Amazon EKS is an ideal platform for running distributed multi-node inference workloads due to its robust integration with AWS services and performance features. It seamlessly integrates with Amazon EFS, a high-throughput file system, enabling fast data access and management among nodes using Kubernetes Persistent Volume Claims (PVCs). Efficient multi-node LLM inference also requires enhanced network performance. AWS Elastic Fabric Adapter (EFA), a network interface that offers low-latency, high-throughput connectivity between Amazon EC2 accelerated instances, is well-suited for this.

In the following sections, we discuss some of the features of Amazon EKS used in this post.

Automatic scaling

Karpenter adds just-in-time provisioning based on actual pod spec, such as GPU count, ENI, and Amazon Elastic Block Store (Amazon EBS) throughput, so NVIDIA Dynamo can burst new g6 instances in less than 60 seconds when the smart router queues fill.

Flexible worker nodes and GPU support

Amazon EKS supports different EC2 instance families. You can mix CPU (M5), accelerated compute (G6, P5, P6), and Arm-based AWS Graviton nodes in one cluster. To enable usage of GPUs in Amazon EKS, you can use Amazon EKS optimized GPU AMIs that ship with the correct NVIDIA driver and container-toolkit versions preinstalled, so pods get /dev/nvidia* devices immediately. The Bottlerocket variant with NVIDIA add-on gives an immutable, minimal operating system to get started quickly with NVIDIA Dynamo.

Storage integrations for large models

Amazon EKS has CSI drivers for the following options:

We need a shared file system across all the pods that can store and load the model weights quickly, so we use Amazon EFS in this post. Amazon FSx for Lustre is a high-performance shared file system that is more appropriate for workloads that require sub-millisecond and bursty throughput like ML training jobs. In our case, we don’t need such performance because we are downloading and loading the model weights when we are spinning up or scaling out an NVIDIA Dynamo deployment.

EFA support

Amazon EKS offers VPC networking features, including EFA for low latency. EFA is used to talk between the GPU nodes within a single Availability Zone. EFA is accessed through the Libfabric provider. Refer to Supported interfaces and libraries for supported versions of MPI and NCCL.

Architecture

The example in this post uses the Kubernetes deployment shown in the following AWS deployment architecture diagram. We provision a VPC and associated resources, including subnets (public and private), NAT gateways, and an internet gateway. We create an EKS cluster and with the help of Karpenter, and launch one G6 instance to run the model and a CPU node group using one c7i.16xlarge instance to run NVIDIA Dynamo store pods, frontend pods, and the router pod. We use a single Availability Zone to deploy these nodes.

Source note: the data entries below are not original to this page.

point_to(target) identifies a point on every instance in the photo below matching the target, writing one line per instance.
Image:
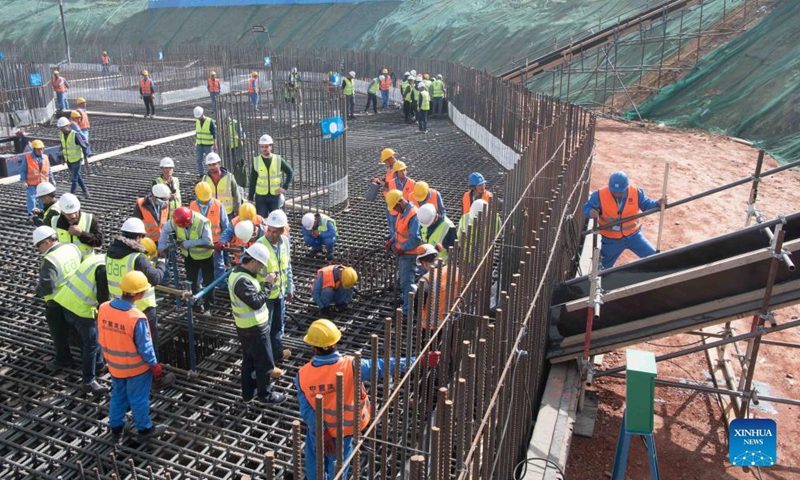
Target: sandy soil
(690, 430)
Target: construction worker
(436, 229)
(75, 150)
(349, 92)
(278, 246)
(252, 318)
(84, 291)
(153, 210)
(319, 230)
(318, 377)
(34, 171)
(59, 262)
(333, 288)
(124, 336)
(60, 86)
(617, 201)
(270, 177)
(147, 91)
(74, 226)
(405, 241)
(212, 209)
(46, 192)
(222, 184)
(167, 167)
(477, 191)
(205, 138)
(386, 85)
(372, 94)
(252, 90)
(127, 254)
(213, 86)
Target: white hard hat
(69, 203)
(45, 188)
(244, 230)
(212, 158)
(161, 191)
(308, 221)
(426, 214)
(133, 225)
(277, 219)
(258, 252)
(477, 207)
(42, 233)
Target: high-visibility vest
(79, 295)
(321, 380)
(34, 173)
(70, 148)
(116, 268)
(203, 132)
(147, 86)
(349, 86)
(269, 179)
(243, 315)
(466, 200)
(176, 184)
(84, 223)
(609, 212)
(116, 336)
(152, 226)
(213, 214)
(195, 231)
(222, 191)
(66, 258)
(274, 264)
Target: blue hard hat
(618, 182)
(476, 179)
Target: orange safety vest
(609, 212)
(34, 175)
(321, 380)
(152, 227)
(146, 86)
(466, 200)
(213, 215)
(115, 333)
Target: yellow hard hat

Figure 6: AWS deployment architecture.

In the following sections, we walk you through the deployment of the DeepSeek-R1-Distill-8b model with disaggregated serving and NVIDIA Dynamo KV Smart Router on Amazon EC2 accelerated GPU instances using Amazon EKS.

For comprehensive step-by-step instructions, detailed configuration options, and troubleshooting guidance, see the complete NVIDIA Dynamo on Amazon EKS documentation.

Prerequisites

To implement this solution, you must have the AWS Command Line Interface (AWS CLI), kubectl, helm, terraform, Docker, earthly, and Python 3.10+ installed. An EC2 instance (t3.xlarge or higher) with Amazon EKS and Amazon Elastic Container Registry (Amazon ECR) permissions is recommended as your setup host.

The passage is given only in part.